Yazar kitabında şu soruları soruyor, farkındalık oluşturmak adına:
“21. yüzyılda yaşayan faniler olarak nasıl bir dünya ile kuşatılmış olduğumuzun farkında mıyız?
Alo fetva hatları, online zekât mecraları, Youtube’dan yayınlanan vaazlar, zikirmatikler, Mescid-i Haram’dan naklen yayınlanan namazlar…
Bu yeni teknolojiler, yeni araçlar dinî neşvenin, ilmin, fıkhın, maneviyatın aktarılmasında kullanıldığında, esasında olmakta olan nedir?
İşitmenin yerini görmenin aldığı, görüntünün gerçekten daha gerçekmiş gibi kabul gördüğü bir dünyada ferâseti ve basîreti nasıl kuşanacağız?
Bilgi, mahremiyet, merhamet, mimari… Duyusal, zihinsel, davranışsal ve ahlâkî, insana dair hemen her şey, muhatap olduğumuz dijital çağda nasıl bir dönüşüm geçiriyor?
Hayatımıza katılan her teknolojik yenilik, gündelik hayat örgütlenmemizi de zihniyet dünyamızı da dönüştürüyor. Bu değişim ve dönüşümle yüzleşmeden, neyi nasıl yapacağımız konusunda bir netlik hâsıl olması mümkün değil.

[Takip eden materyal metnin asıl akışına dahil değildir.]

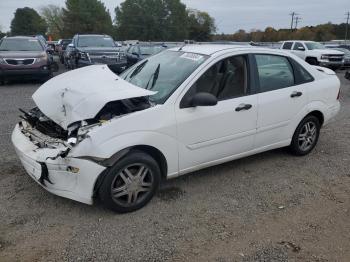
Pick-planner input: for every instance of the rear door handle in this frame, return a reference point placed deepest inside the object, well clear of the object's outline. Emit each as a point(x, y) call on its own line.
point(243, 107)
point(296, 94)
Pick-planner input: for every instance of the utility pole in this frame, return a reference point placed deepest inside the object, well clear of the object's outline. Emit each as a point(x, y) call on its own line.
point(347, 26)
point(292, 23)
point(297, 20)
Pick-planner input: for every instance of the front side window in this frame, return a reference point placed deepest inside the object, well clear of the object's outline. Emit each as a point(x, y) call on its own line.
point(18, 44)
point(225, 80)
point(275, 72)
point(150, 50)
point(163, 73)
point(95, 41)
point(287, 45)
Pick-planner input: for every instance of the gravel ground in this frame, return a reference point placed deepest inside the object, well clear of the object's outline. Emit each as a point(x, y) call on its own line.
point(268, 207)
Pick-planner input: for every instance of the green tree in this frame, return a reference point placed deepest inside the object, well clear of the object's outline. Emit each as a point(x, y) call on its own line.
point(27, 22)
point(86, 16)
point(201, 25)
point(151, 20)
point(53, 16)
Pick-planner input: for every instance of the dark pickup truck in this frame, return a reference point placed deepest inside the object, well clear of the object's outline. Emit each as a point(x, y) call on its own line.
point(96, 49)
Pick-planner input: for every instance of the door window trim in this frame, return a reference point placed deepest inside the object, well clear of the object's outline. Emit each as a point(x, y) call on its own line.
point(293, 63)
point(256, 72)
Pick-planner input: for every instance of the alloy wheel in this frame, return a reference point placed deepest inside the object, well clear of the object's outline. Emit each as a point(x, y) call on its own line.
point(307, 136)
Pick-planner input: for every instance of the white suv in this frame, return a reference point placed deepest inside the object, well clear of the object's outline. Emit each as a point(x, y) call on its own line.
point(96, 134)
point(315, 53)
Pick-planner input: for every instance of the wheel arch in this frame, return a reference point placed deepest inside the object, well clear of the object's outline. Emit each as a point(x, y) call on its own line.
point(311, 57)
point(317, 114)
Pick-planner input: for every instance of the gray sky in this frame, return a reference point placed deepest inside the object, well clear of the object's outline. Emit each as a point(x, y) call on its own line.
point(230, 15)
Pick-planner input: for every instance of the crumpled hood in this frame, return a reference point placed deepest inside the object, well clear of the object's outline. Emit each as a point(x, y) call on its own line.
point(80, 94)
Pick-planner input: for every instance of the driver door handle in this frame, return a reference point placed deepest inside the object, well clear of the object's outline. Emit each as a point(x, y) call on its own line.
point(242, 107)
point(296, 94)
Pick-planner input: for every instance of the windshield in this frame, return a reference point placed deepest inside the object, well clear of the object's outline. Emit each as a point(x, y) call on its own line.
point(163, 73)
point(95, 41)
point(11, 44)
point(314, 45)
point(150, 50)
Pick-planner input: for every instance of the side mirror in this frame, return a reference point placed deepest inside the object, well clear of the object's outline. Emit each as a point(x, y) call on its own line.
point(203, 99)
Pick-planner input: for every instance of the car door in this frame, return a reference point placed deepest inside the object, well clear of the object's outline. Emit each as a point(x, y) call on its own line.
point(281, 98)
point(213, 134)
point(299, 50)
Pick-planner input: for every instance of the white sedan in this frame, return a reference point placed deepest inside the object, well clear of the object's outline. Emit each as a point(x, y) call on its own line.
point(96, 134)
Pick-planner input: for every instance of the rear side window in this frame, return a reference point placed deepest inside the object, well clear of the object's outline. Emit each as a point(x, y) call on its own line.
point(275, 72)
point(301, 75)
point(287, 45)
point(298, 46)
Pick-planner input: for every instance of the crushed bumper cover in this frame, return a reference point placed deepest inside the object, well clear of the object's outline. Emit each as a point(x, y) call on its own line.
point(55, 175)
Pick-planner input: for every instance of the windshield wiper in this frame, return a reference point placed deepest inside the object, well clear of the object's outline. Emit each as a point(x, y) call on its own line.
point(154, 76)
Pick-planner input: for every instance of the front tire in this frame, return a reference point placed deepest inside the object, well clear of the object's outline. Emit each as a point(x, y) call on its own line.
point(306, 136)
point(131, 183)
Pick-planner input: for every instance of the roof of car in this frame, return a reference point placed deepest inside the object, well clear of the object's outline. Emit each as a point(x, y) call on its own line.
point(208, 49)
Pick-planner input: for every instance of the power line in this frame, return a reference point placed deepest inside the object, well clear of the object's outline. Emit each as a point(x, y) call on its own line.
point(347, 26)
point(293, 14)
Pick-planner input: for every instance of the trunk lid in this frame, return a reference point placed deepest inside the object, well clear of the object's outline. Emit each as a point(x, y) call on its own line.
point(81, 94)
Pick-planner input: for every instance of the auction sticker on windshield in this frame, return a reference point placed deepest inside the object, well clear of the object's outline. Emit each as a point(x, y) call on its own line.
point(192, 56)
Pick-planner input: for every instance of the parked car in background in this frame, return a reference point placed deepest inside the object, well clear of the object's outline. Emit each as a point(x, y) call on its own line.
point(346, 55)
point(61, 47)
point(26, 57)
point(315, 53)
point(88, 50)
point(138, 52)
point(184, 109)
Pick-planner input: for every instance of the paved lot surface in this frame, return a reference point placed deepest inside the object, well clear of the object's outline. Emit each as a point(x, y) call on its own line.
point(268, 207)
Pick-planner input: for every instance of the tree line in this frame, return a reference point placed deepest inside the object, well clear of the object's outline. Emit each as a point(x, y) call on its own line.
point(146, 20)
point(149, 20)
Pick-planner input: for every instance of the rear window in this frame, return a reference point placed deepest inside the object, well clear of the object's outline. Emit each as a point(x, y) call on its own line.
point(287, 45)
point(95, 41)
point(18, 44)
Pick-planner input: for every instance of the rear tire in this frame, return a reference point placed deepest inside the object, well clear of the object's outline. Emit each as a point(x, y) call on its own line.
point(131, 183)
point(305, 136)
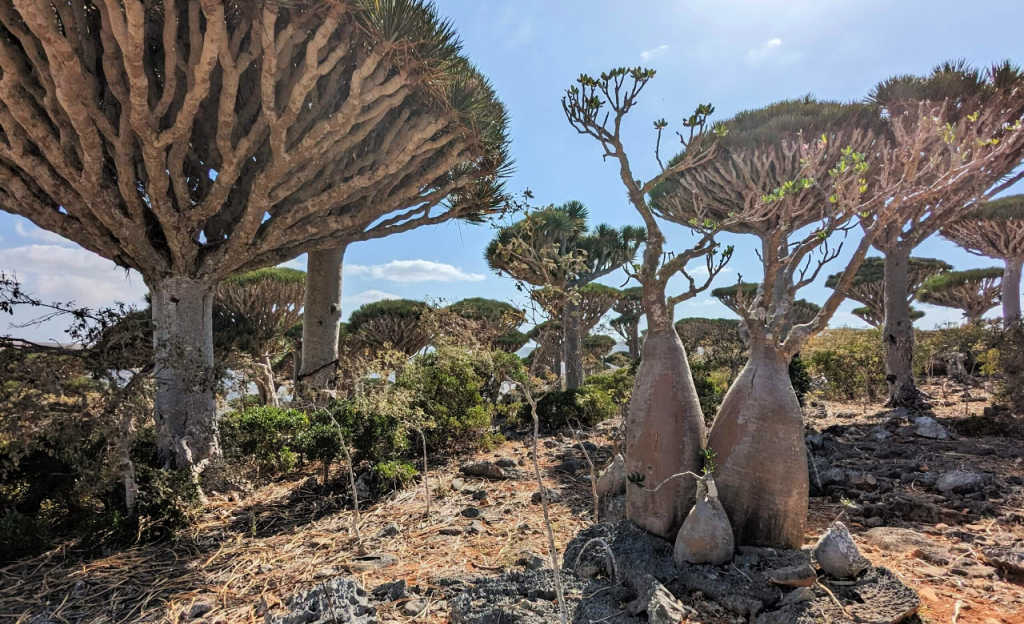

Bu kitap, karşılaştığınız yakıcı sorunlara çözümler sunmuyor; tasvir olmadan tahlilin, tahlil olmadan da teklifin mümkün olmayacağını hatırda tutmaya çalışarak, okuyucusunu içinde yaşadığı dijital kültürle yüzleşmeye davet ediyor.”
Dijital bir çağda her şeyi ama her şeyi sanal yaşıyoruz.
Sevgimiz sanal, nefretimiz sanal…
Öfkemiz sanal, duygularımız sanal…
Korkarım ki imanımız sanal, inkarımız sanal…
Sormadan edemiyoruz, “Nereye gidiyoruz?”
Sevap dijital, günah dijital… Tesbih dijital, kitap dijital…
Dua dijital, sohbet dijital… Vaiz dijital, cemaat dijital…
Bu liste böylece uzar gider, ama asla bitmez.
Statümüzü sosyal medyaya sattık, farkında olmadan. Burada sonsuz sevap işlemek de mümkün, sonsuz günah da…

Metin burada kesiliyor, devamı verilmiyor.